Rural Development back on the agenda at Cork
Rural development has not enjoyed much of the European limelight in recent years. Other preoccupations, such as migration, sluggish economic progress, and now Brexit have occupied the centre stage. Within the rural policy world it has been Pillar 1 of the CAP, crisis in the dairy markets, safety nets, greening, simplification and concern about the budget that have absorbed the air time and the attention of ministers.
So there were risks in gathering 300 people in Cork twenty years after a celebrated conference that galvanised the principle that rural development (including the environment) was a Pillar of the CAP (formalised as the rural development regulation in 2000) rather than a complicated accompaniment to the agricultural support regime. Commissioner Hogan was not in a position to make any announcements about imminent policy developments and the President of Com Agri in the Parliament didn’t choose to reveal any new insights. This meant that the ideas and the impetus had to come mainly from the participants and a well organised facilitation team. The action took place in four parallel workshops, all feeding in to final conclusions and the ten point Declaration.

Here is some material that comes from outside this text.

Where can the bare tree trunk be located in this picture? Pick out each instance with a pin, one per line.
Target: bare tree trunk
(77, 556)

This unusually bottom up approach was appreciated by most of the delegates, especially as there was a concerted effort to come up with positive ways forward. Lying behind the Declaration was a shared sense that rural policy needed new vigour and a refreshed sense of direction. Otherwise there was a danger of it being relegated to a lower tier of EU priorities and the budget could decline with it, either in the course of the MFF review or subsequently. As Franz Fischler concluded in his response to the declaration, the logic of Cork 1 was ready to be taken further, moving on from a two pillar approach, where ‘rural’ rather than ‘agriculture’ should be the main driver going forward towards an integrated, single and more strategic policy framework for rural areas.
The Declaration itself asserts the case for adopting the second Pillar approach in the whole of the CAP, stating that “The architecture of the CAP must be based on a common strategic and programming framework that provides for targeting all interventions to well-defined economic, social and environmental objectives” (point 8 - Governance).

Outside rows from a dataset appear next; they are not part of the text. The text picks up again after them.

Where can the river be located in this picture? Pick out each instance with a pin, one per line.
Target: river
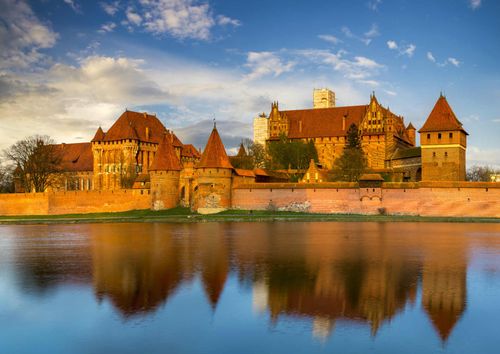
(271, 287)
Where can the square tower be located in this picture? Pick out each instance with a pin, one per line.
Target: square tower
(444, 144)
(323, 98)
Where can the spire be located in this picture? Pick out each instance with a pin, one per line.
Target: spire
(214, 155)
(242, 152)
(99, 135)
(441, 118)
(165, 158)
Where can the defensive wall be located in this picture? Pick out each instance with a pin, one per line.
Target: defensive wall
(455, 199)
(74, 202)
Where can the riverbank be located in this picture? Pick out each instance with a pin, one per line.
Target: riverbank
(185, 215)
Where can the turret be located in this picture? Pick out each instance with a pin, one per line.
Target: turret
(444, 143)
(411, 131)
(214, 177)
(164, 174)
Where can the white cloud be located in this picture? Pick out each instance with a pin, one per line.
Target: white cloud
(431, 57)
(266, 63)
(373, 32)
(474, 4)
(392, 45)
(453, 61)
(359, 68)
(74, 5)
(110, 8)
(373, 4)
(22, 35)
(407, 50)
(180, 19)
(329, 38)
(224, 20)
(366, 38)
(107, 27)
(133, 17)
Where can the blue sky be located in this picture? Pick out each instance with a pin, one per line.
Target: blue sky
(68, 66)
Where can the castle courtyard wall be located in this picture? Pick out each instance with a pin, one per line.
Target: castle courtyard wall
(74, 202)
(455, 199)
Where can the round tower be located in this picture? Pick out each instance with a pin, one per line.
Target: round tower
(164, 175)
(213, 175)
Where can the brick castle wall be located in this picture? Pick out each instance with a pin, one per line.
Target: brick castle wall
(458, 199)
(56, 203)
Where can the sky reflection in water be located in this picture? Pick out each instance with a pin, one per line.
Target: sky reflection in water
(250, 287)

There was a confident tone in language about improved performance, smart administration – not just simplification – addressing the climate agenda, digitisation and the need for policies to be accountable, more results-focussed and fit for purpose. Rural societies are not inherently backward and provide much more for society than is generally recognised. While there were certainly calls for more and better focussed support this was accompanied by demands for rural identity to be celebrated with greater pride and stakeholders to work together more effectively to secure their place in any reconsideration of European priorities.

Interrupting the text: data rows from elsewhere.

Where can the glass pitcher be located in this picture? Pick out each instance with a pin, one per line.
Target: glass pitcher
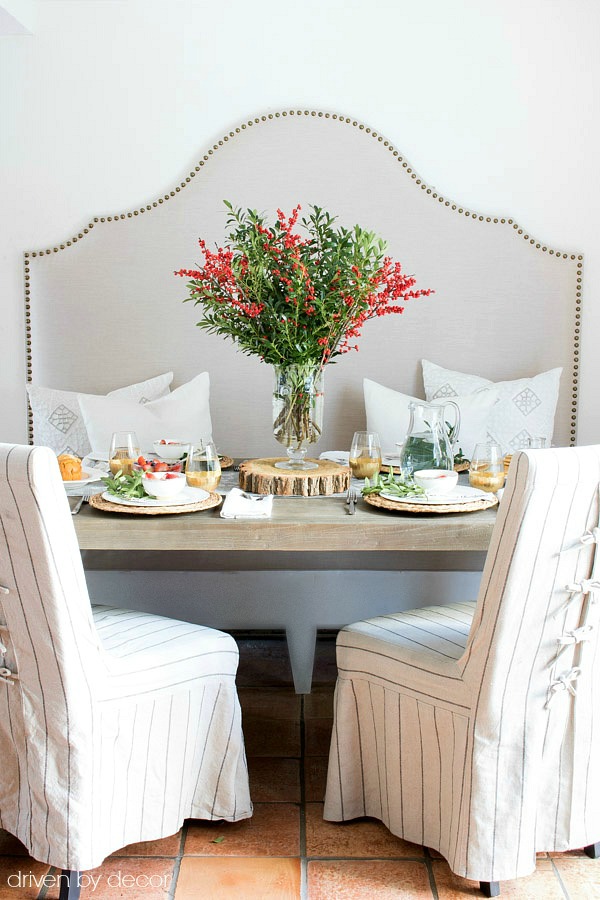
(427, 444)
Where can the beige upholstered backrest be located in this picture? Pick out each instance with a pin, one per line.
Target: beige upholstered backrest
(505, 306)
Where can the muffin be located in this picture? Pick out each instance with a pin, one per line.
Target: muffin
(70, 467)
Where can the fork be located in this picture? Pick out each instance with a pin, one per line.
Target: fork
(351, 499)
(86, 494)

At the same time it is clear that the potential of rural policies is not always realised and more value could be added; for example through the wider application of performance related schemes. In several workshops it was clear that trust had been lost in parts of the policy and funding chains. Administrations have become increasingly concerned about the risk of penalties and disallowance where relatively minor infringements have occurred and farmers fear that the details of control cramp their options in unnecessary ways and expose them to penalties as well. Risk averse policies can take over in these conditions, conflicting directly with attempts to harness innovation and creative solutions to the issues faced, which often need risks to be taken. Reversing this trend will not be straightforward but the stage is set for more effort to do so. The same is true of work towards a greener rural economy, the better integration of migrants and wider social inclusion, shorter supply chains.
Solutions proposed were diverse. Hogan explicitly backed the call for the rural proofing of all EU policies. More information, training, engagement and facilitation, alongside greater awareness amongst consumers and others in value chains and recognition of the economic and health values of the environment were approaches that cropped up in nearly every workshop. Administrations are often reluctant to give these softer measures much priority, not least because the challenge of measuring results. However, the Cork discussions indicate that this culture needs to change. Land managers and small businesses are facing a transition to a different world with limited resources to appreciate all the consequences and need support and direction, irrespective of financial assistance.
How far this burst of energy and call for new directions is followed through in practice remains to be seen. It is certainly relevant to the current thinking on the future of the CAP as the Commissioner acknowledged in closing the Conference. It provides a basis from which new approaches and ideas can flow in what promises to be an interesting year ahead.